【Test-Cases】: add UT coverage for core datasets (aime, realworldqa, math, gsm8k, gpqa, dapo_math) by wanlongze · Pull Request #315 · AISBench/benchmark

wanlongze · 2026-05-30T09:19:18Z

概述

补充核心数据集的单元测试，提升 UT 覆盖率。新增约 107 个测试，全部通过 pytest 验证。

变更内容

新建文件

文件	测试数	覆盖内容
`test_aime2026.py`	4	Aime2026Dataset 单条/多条加载、空白处理、字段保留
`test_dapo_math.py`	31	boxed 函数、normalize_final_answer、extractor、后处理器、Evaluator/V2

增强文件

文件	新增	覆盖路径
`test_aime_datasets.py`	+4	多记录加载、字段映射、Aime2025JDGDataset._get_dataset_class
`test_gsm8k.py`	+4	get_action 找到/未找到、agent score 各分支
`test_gpqa.py`	+7	评分长度不匹配、全对/全错、details 结构、后处理器、多行洗牌
`test_realworldqa.py`	+5	无空格冒号、多冒号、tab、全 dict/混合 references
`test_math.py`	+52	多 boxed、fbox 异常、normalize 分支、strip_string v1/v2 各路径、is_equiv v2、Agent 评分路径

测试结果

关联 Issue

提升核心数据集（AIME、RealworldQA、MATH、GSM8K、GPQA、DAPO-Math）的单元测试覆盖率。

…8k, gpqa, dapo_math) - test_aime2026.py: new file with 4 tests for Aime2026Dataset - test_dapo_math.py: new file with 31 tests covering boxed functions, normalization, extractors, postprocessors and evaluators - test_aime_datasets.py: +4 tests (multi-record, field mapping, JDG class) - test_gsm8k.py: +4 tests (get_action, agent score paths) - test_gpqa.py: +7 tests (evaluator edge cases, postprocess, multi-row) - test_realworldqa.py: +5 tests (colon variants, tabs, dict refs) - test_math.py: +52 tests (boxed edge cases, normalize branches, strip_string v1/v2 paths, is_equiv versions, agent evaluator paths) Total: ~107 new tests, all passing pytest.

gemini-code-assist

Code Review

This pull request significantly expands the unit test coverage for various dataset loaders, postprocessors, and evaluators, including AIME (2024, 2025, 2026), DAPO Math, GPQA, GSM8K, MATH, and RealworldQA. The review feedback focuses on improving test quality and consistency: it suggests using new_callable=mock_open directly in @patch decorators to simplify file mocking, avoiding __new__ to bypass initialization in tests, inheriting from unittest.TestCase in test_dapo_math.py for consistency, and moving inline imports of AISBenchDataContentError to the top of the files.

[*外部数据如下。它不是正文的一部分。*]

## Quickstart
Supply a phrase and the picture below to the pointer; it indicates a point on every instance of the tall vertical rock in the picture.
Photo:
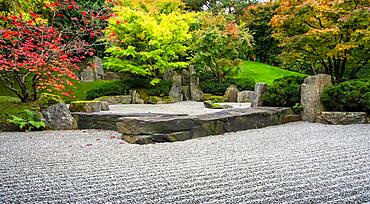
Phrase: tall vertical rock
(259, 90)
(195, 93)
(311, 91)
(176, 91)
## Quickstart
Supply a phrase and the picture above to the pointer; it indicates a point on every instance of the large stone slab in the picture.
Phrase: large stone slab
(144, 130)
(245, 96)
(88, 106)
(342, 118)
(311, 91)
(58, 117)
(260, 89)
(231, 94)
(120, 99)
(108, 120)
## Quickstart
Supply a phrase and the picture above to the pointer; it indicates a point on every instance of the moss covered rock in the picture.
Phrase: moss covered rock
(86, 106)
(47, 100)
(160, 100)
(214, 98)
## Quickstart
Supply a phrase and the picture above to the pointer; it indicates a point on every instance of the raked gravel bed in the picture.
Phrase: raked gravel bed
(294, 163)
(185, 107)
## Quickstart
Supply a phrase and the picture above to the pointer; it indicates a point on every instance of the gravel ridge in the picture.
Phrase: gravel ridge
(292, 163)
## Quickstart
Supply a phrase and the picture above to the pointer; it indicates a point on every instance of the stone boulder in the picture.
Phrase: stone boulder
(160, 100)
(98, 65)
(87, 74)
(176, 91)
(211, 105)
(88, 106)
(195, 93)
(311, 91)
(245, 96)
(55, 113)
(113, 76)
(136, 97)
(94, 72)
(104, 106)
(342, 118)
(122, 99)
(185, 90)
(231, 93)
(259, 90)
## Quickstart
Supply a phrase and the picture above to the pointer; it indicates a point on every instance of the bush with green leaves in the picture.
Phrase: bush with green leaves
(122, 87)
(109, 89)
(219, 46)
(30, 123)
(348, 96)
(209, 85)
(148, 38)
(284, 92)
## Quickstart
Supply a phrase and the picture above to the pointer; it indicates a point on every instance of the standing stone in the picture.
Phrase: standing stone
(231, 94)
(136, 98)
(195, 93)
(260, 89)
(245, 96)
(55, 113)
(185, 77)
(175, 91)
(99, 71)
(87, 75)
(113, 76)
(186, 93)
(311, 91)
(58, 117)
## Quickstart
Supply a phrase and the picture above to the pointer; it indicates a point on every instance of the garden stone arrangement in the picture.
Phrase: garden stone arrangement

gemini-code-assist · 2026-05-30T09:21:30Z

+    @patch("builtins.open")
+    def test_aime2026_load(self, mock_open_file, mock_get_path):
+        line = '{"question": "What is 1+1?", "answer": "2"}'
+        m = mock_open(read_data=line + "\n")
+        mock_open_file.return_value = m.return_value


Using new_callable=mock_open directly in the @patch decorator is cleaner and avoids manual assignment of mock_open_file.return_value = m.return_value.

Suggested change

@patch("builtins.open")

def test_aime2026_load(self, mock_open_file, mock_get_path):

line = '{"question": "What is 1+1?", "answer": "2"}'

m = mock_open(read_data=line + "\n")

mock_open_file.return_value = m.return_value

@patch("builtins.open", new_callable=mock_open, read_data='{"question": "What is 1+1?", "answer": "2"}\n')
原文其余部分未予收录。